Sono un irlandese doc, ma mi sento molto vicino a voi italiani. Adoro la passione che mettete in tutto quello che fate, e trovo sia meraviglioso il grande orgoglio che manifestate nei confronti del vostro cibo, del vino, del concetto di famiglia e del vostro patrimonio culturale. Insomma, amo l’Italia”. E’ stata una vera e propria dichiarazione d’affetto e ammirazione verso il nostro Paese quella che Liam Cunningham, l’attore divenuto famoso per aver interpretato il personaggio di Ser Davos Seaworth ne “Il trono di spade”, ha fatto durante la sua partecipazione alla terza edizione del Festival Nazionale del Cinema e della Televisione di Benevento. L’occasione della sua visita alla kermesse della città campana è stata la presentazione in anteprima dei due primi episodi di “The Hot Zone”, la nuova miniserie di National Geographic che andrà in onda dal 4 settembre sul canale 403 della piattaforma Sky.
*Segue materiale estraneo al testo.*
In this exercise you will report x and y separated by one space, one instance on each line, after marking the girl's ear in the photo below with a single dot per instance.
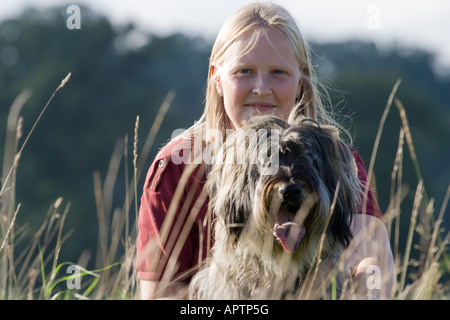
214 74
299 89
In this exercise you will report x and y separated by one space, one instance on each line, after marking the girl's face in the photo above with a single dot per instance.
265 80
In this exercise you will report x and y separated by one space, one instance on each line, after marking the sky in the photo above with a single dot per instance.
410 24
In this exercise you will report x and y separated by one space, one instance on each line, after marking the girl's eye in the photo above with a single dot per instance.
244 71
279 72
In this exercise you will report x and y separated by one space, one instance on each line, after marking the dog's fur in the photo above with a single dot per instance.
293 188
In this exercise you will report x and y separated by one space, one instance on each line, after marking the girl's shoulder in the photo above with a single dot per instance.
171 161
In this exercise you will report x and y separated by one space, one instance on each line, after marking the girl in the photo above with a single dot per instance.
259 64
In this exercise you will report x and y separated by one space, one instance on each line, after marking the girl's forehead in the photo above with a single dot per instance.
269 43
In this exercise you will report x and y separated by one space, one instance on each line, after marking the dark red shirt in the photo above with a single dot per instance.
171 249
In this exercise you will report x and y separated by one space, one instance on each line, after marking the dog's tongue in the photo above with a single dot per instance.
290 234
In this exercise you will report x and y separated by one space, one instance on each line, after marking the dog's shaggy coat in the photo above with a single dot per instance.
283 197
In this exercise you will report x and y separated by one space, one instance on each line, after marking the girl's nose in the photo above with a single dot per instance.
261 85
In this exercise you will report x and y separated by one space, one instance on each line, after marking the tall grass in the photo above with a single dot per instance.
37 273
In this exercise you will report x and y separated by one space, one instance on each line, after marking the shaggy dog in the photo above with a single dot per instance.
283 197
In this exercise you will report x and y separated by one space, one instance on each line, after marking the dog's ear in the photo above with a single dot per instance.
337 171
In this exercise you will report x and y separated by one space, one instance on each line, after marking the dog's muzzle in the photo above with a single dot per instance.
287 229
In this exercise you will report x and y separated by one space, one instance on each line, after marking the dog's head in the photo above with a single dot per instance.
287 184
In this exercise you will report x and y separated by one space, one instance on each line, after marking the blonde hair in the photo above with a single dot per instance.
258 17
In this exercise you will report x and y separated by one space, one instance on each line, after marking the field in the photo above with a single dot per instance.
35 271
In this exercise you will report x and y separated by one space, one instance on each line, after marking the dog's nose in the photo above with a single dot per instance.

Simpatico, alla mano, sempre sorridente, caloroso e disponibile a firmare autografi e farsi selfie con i tantissimi fan accorsi per conoscerlo, Cunningham ha manifestato in più occasioni la predilezione per il nostro Paese. “Quando mi hanno proposto di partecipare al Festival di Benevento, mi è bastato sapere che è la capitale europea del vino per il 2019 per accettare subito l’offerta. Non ho avuto bisogno di molti altri dettagli su quello che dovevo fare, ho detto subito di sì.”

Bagno di folla al Festival di Benevento per Liam Cunningham, il Ser Davos de “Il trono di spade”

E durante i suoi quattro giorni italiani, Cunningham (accompagnato dal figlio diciottenne Sean) ha goduto dei meravigliosi paesaggi, dell’ottima cucina campana e soprattutto dei prelibati prodotti vitivinicoli del Sannio. Al punto da presentarsi all’incontro ufficiale di presentazione di “The Hot Zone” (svoltosi presso il suggestivo Hortus Conclusus, decorato con le imponenti sculture di Mimmo Paladino) brandendo un bel bicchiere di Aglianico. “Ciao Benevento, buona sera a tutti!” ha esordito l’attore, che ha confessato di aver imparato anche altre parole in italiano, quali “grazie mille”, “buongiorno”, buonasera” e soprattutto “scarpetta”.

Al Festival di Benevento la presentazione in anteprima di “The Hot Zone”, la nuova serie di National Geographic

Inutile raccontare l’entusiasmo dei partecipanti all’incontro, esaltati all’idea di avere di fronte a sé uno dei protagonisti più longevi della serie tv dei record, quel Cavaliere delle Cipolle che, dopo aver esordito nella seconda stagione de “Il trono di spade”, sopravvive fino alla fine dello show. “’Game of Thrones’ mi manca molto, e manca anche al mio commercialista! Sono molto felice di aver potuto vivere un’avventura così straordinaria, e di aver dato il mio piccolo contributo al successo di una serie meravigliosa, che è cresciuta stagione dopo stagione. Negli anni il racconto è diventato sempre più epico e complesso, le scenografie sempre più maestose, i personaggi sempre più sfaccettati. E poi ho avuto l’onore di lavorare con i migliori professionisti in tutti i settori (trucco, costumi, sceneggiatura, produzione)”.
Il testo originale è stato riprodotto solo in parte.